Well, this interview, for starters. And this question has been a fantastic kick-in-the-pants for me, so thank you. Beyond that, I’ve been bird-by-birding it every day, which is an awesome development for me—a consistent writing practice will be my eternal white whale. I’ve been attempting to turn my essay collection (read: MFA thesis) into a decent manuscript. I also have a couple of drafts I’ve been making slow progress on—one stemming from the shattering of the Daisy Buchanan-as-feminine-model fantasy I formed in high school, and another attempting to make sense of the disturbing obsession I’ve had with following Sirius since New Year’s Eve this year.
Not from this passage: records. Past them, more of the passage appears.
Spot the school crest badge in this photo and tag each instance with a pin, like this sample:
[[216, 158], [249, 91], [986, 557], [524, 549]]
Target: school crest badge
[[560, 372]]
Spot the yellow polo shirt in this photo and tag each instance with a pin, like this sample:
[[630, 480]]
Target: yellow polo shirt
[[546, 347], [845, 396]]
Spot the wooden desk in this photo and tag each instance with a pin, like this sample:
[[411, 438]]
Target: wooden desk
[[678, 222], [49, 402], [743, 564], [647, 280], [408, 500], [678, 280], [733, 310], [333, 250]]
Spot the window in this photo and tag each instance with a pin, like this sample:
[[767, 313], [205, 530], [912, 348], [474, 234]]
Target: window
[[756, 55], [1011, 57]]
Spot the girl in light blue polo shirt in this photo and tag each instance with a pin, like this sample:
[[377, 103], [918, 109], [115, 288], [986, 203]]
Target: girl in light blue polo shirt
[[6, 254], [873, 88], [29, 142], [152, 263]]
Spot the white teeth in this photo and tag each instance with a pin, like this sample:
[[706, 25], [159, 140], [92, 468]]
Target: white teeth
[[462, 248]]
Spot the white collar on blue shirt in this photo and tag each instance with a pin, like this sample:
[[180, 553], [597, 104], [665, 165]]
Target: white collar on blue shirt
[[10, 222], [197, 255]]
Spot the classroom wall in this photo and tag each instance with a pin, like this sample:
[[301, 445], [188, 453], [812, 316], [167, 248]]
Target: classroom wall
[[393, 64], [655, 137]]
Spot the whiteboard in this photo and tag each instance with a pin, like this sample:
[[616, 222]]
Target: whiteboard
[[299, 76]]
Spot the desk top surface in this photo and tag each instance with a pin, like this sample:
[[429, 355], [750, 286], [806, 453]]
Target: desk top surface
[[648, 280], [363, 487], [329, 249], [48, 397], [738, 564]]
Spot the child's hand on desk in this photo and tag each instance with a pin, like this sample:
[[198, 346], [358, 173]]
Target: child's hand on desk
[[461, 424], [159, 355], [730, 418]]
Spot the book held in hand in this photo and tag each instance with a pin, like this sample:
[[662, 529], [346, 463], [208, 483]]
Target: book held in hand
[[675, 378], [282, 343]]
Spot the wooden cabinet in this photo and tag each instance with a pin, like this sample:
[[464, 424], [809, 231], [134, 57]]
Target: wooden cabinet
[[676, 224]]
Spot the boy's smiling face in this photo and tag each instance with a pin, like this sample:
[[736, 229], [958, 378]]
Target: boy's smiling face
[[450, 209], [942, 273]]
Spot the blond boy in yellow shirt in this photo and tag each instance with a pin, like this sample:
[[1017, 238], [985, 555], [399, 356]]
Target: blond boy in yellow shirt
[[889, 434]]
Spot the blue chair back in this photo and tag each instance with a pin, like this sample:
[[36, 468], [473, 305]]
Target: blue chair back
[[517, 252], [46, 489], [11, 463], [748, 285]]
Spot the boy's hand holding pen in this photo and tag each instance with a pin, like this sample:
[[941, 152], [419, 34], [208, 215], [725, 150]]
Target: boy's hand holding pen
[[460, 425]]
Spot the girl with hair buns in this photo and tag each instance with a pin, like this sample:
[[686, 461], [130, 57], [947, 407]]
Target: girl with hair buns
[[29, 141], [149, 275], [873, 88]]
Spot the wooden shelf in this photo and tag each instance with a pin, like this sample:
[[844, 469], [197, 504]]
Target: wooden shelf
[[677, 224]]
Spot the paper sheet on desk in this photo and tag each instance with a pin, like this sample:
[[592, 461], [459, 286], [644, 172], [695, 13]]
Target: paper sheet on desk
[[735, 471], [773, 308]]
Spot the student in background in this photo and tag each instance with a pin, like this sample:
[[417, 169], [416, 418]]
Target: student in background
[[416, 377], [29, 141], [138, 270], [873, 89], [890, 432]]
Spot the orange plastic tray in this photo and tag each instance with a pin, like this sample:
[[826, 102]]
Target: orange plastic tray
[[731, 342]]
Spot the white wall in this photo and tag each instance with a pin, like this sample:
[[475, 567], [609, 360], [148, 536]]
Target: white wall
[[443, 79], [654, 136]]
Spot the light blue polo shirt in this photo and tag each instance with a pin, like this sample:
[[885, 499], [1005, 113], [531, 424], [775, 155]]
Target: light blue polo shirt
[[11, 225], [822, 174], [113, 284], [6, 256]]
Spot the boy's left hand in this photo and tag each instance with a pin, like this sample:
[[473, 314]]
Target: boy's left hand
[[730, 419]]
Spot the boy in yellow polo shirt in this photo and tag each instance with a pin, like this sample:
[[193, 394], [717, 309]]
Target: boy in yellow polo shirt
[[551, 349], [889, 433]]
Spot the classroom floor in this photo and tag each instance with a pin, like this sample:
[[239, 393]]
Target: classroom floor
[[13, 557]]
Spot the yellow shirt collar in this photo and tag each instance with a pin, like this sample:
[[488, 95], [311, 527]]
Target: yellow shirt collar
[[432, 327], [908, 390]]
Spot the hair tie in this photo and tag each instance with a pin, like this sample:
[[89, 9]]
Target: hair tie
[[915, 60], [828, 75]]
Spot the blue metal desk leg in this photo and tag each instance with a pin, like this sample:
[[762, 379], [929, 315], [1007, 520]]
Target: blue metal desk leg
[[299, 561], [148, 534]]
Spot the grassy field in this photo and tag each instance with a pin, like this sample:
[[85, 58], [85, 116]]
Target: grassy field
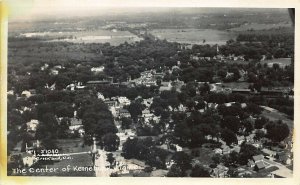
[[257, 26], [282, 61], [276, 115], [236, 85], [194, 36]]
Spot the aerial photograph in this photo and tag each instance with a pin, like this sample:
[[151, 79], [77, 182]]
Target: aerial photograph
[[151, 92]]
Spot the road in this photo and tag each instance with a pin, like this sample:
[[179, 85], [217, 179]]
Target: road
[[100, 169]]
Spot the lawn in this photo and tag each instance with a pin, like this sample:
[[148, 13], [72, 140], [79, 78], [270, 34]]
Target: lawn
[[282, 61], [257, 26], [194, 36], [236, 85]]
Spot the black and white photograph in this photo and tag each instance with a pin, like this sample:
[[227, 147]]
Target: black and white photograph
[[194, 92]]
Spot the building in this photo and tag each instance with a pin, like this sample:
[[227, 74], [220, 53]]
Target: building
[[32, 125], [124, 113], [259, 162], [220, 171], [241, 91], [268, 152], [165, 86], [75, 124], [284, 158], [26, 94], [123, 100]]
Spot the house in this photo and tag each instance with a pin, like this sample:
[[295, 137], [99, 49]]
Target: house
[[45, 66], [251, 163], [71, 87], [258, 158], [259, 162], [111, 103], [147, 102], [169, 163], [259, 165], [284, 158], [75, 124], [26, 94], [218, 151], [236, 149], [124, 113], [241, 91], [268, 152], [10, 92], [165, 86], [241, 139], [134, 164], [225, 149], [178, 148], [220, 171], [98, 82], [123, 100], [54, 72], [159, 173], [32, 125]]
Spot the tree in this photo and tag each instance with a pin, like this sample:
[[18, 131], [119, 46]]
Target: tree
[[199, 171], [110, 159], [175, 171], [135, 109], [216, 158], [246, 152], [47, 131], [228, 136], [248, 126], [204, 88], [260, 122], [259, 134], [125, 123], [232, 123], [277, 131], [110, 142], [182, 160]]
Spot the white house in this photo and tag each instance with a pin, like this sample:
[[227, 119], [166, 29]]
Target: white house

Of course, once the reincarnation of Cosmos took off, I realized that, as much as I love (and re-watch ad nauseam, much to my fiancé’s bewilderment) each episode, it also, inevitably, alters the space around the Sirius essay, and I still need to deal with that.

What have you read recently that you would like to recommend?

I have a couple of weeks off between the end of spring semester and the start of summer school, so I’ve been making bold (and not always successful) strides in the kitchen. Mark Bittman’s latest, Cooked, has been a fantastic partner-in-crime for me as I’ve worked at learning to cook each day.

I can’t answer this question without giving a tremendous shout-out to the recently-published The Shape of Blue: Notes on Love, Language, Motherhood, and Fear, by my friend and MFA program colleague, Liz Scheid. It taught me so much, got my gears turning, and alternately broke and rebuilt my heart.